On ne va pas se mentir : avant d’aller voir un film, on a souvent en tête une certaine image de ce qu’il va être. Parfois, cette image est très éloignée de la réalité et d’autres fois, elle s’y conforme totalement. Cette édition du festival d’Annecy nous a proposé deux long-métrages qui incarnent parfaitement ces deux extrêmes.

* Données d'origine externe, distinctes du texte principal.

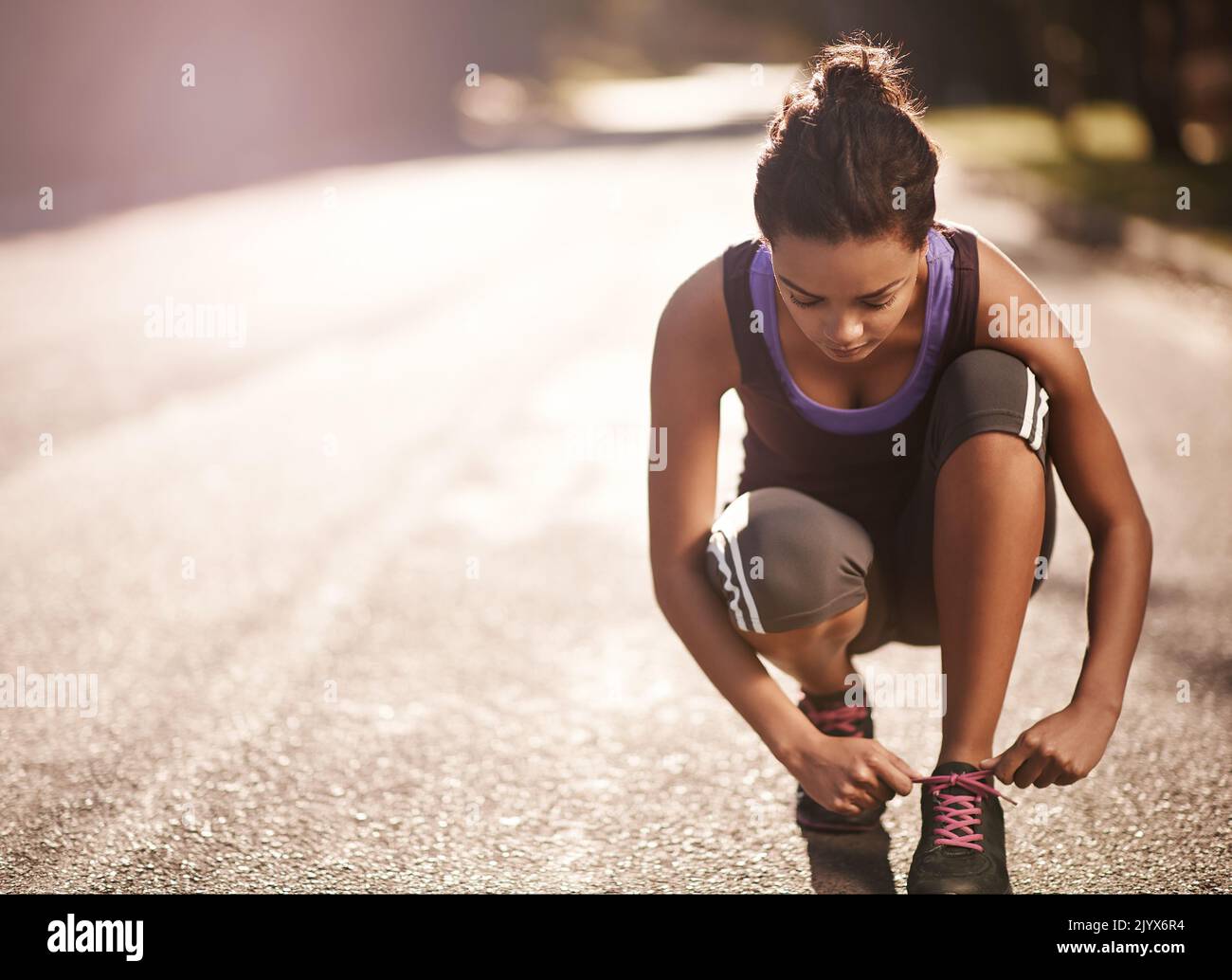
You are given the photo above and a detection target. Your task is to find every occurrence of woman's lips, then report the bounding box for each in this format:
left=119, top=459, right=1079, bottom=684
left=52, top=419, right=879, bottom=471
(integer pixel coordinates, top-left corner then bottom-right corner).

On ne misait pas un centime sur Mon Ninja et moi (Ternet Ninja) de Thorbjorn Christoffersen et Anders Matthesen. Son histoire d’amitié entre un adolescent et une poupée ninja n’inspirait guère confiance. Ce film d’animation danois semblait surtout là pour boucher un trou dans la compétition officielle comme avait pu le faire l’insipide Animal Crackers il y a deux ans. Pourtant, Ternet Ninja va se révéler d’un tout autre niveau. Certes, la surprise est modeste mais demeure bien réelle. Le long-métrage nous montre dès les premières minutes qu’il ne sera pas un spectacle si inoffensif que ça ; on aurait difficilement pu imaginer voir un jour un divertissement pour les bambins commencer sur une usine thaïlandaise exploitant des enfants et le meurtre d’un de ses jeunes ouvriers. Le film se permet donc régulièrement des écarts osés pour une œuvre de ce calibre : ça humilie un beau-père couillon avec une revue porno sur laquelle on s’est un peu trop épanchée. Ça invite à une fête d’anniversaire l’oncle alcoolique aux mains baladeuses. Ça laisse un enfant récupérer de la cocaïne chez un dealer.

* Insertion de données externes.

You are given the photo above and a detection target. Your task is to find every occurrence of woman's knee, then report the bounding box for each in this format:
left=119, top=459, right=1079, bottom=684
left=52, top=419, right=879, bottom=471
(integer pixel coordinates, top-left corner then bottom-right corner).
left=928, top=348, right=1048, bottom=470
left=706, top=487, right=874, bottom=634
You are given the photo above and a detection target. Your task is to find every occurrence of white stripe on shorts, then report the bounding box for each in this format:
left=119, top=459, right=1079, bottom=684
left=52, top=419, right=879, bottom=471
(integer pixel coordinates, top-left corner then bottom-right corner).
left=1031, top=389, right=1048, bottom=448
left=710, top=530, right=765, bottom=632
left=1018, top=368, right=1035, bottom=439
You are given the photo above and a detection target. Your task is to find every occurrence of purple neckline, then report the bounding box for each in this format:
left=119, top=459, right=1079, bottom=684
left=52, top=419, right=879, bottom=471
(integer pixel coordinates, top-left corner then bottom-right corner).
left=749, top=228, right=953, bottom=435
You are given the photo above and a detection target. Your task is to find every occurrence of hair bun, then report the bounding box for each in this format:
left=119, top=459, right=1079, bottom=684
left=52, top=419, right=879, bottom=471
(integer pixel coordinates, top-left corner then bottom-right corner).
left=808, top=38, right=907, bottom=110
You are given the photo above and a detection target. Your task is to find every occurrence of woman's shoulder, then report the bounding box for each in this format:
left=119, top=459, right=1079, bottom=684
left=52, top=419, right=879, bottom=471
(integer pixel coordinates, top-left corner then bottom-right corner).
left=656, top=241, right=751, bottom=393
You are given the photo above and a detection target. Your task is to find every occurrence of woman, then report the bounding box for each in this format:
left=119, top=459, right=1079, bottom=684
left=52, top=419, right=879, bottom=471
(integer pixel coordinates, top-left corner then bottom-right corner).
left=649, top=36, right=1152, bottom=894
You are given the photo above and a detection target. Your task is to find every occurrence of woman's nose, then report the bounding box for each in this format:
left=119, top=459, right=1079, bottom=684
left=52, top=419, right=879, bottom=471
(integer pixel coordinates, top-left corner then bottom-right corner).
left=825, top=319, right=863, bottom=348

Autant de petites idées détonantes dans une intrigue qui aurait pu être bien propret. Ternet Ninja gagne ainsi en efficacité, lui permettant de tirer le meilleur de ce canevas classique évoquant les productions Amblin. L’intrigue invraisemblable en devient véritablement drôle et attachante. Il est alors dommage que le troisième acte s’avère faiblard et ne va pas au bout de la provocation. Il aurait été très intéressant de confronter la différence d’ampleur des enjeux entourant les deux protagonistes. Là où l’adolescent a des motivations bénignes en raison du confort social où il vit (il veut juste être plus populaire et sortir avec la jolie fille du collège), celle du ninja ont une importance toute autre (mettre un terme à l’exploitation des enfants en usine) et il est prêt à aller jusqu’au meurtre pour remplir sa mission. Finalement, les implications de cette disproportion sont mises de côté au profit d’une résolution plus convenue. Sans cette baisse de régime dans la dernière ligne droite, il est probable qu’on n’aurait pas hésité à exprimer un enthousiasme plus prononcé encore.
Similairement, on voyait un colossal désastre se profiler pour Playmobil, le film. Venu présenté son film, le réalisateur Lino DiSalvo nous aura pourtant donné un demi-espoir. Il mettait en avant ses motivations liées au principe de jeu et comment celle-ci pouvait amener une réflexion sur la variabilité de la notion d’héroïsme. Si le film a été de toute évidence monté pour concurrencer La Grande Aventure Lego, on pouvait se dire qu’elle suivrait le même chemin salutaire que son prédécesseur. Ça n’a malheureusement pas été le cas et le naufrage a bien eu lieu. Dans le long-métrage terminé, on ne retrouve rien des honnêtes intentions de DiSalvo. La catastrophe est déclarée dès les premières minutes. Débutant en live, on découvre la talentueuse Anya Taylor-Joy réduite à jouer une héroïne Disney Channel dans un numéro musical pantouflard où elle chante « à quel point ça serait trop cool de voyager ». La suite ne relèvera jamais le niveau de ce massacre introductif. Si La Grande Aventure Lego était un divertissement dynamique et ludique, Playmobil, le film tient lui du banal téléfilm où la question du jeu ne se pose à aucun moment. Il ne fait que débiter une féerie d’opérette à l’imaginaire préfabriqué avec un premier degré qui tient de l’inconscience (absolument toutes les chansons sont insupportables). Sans rythme, sans propos, sans charme visuel… le ratage est intégral.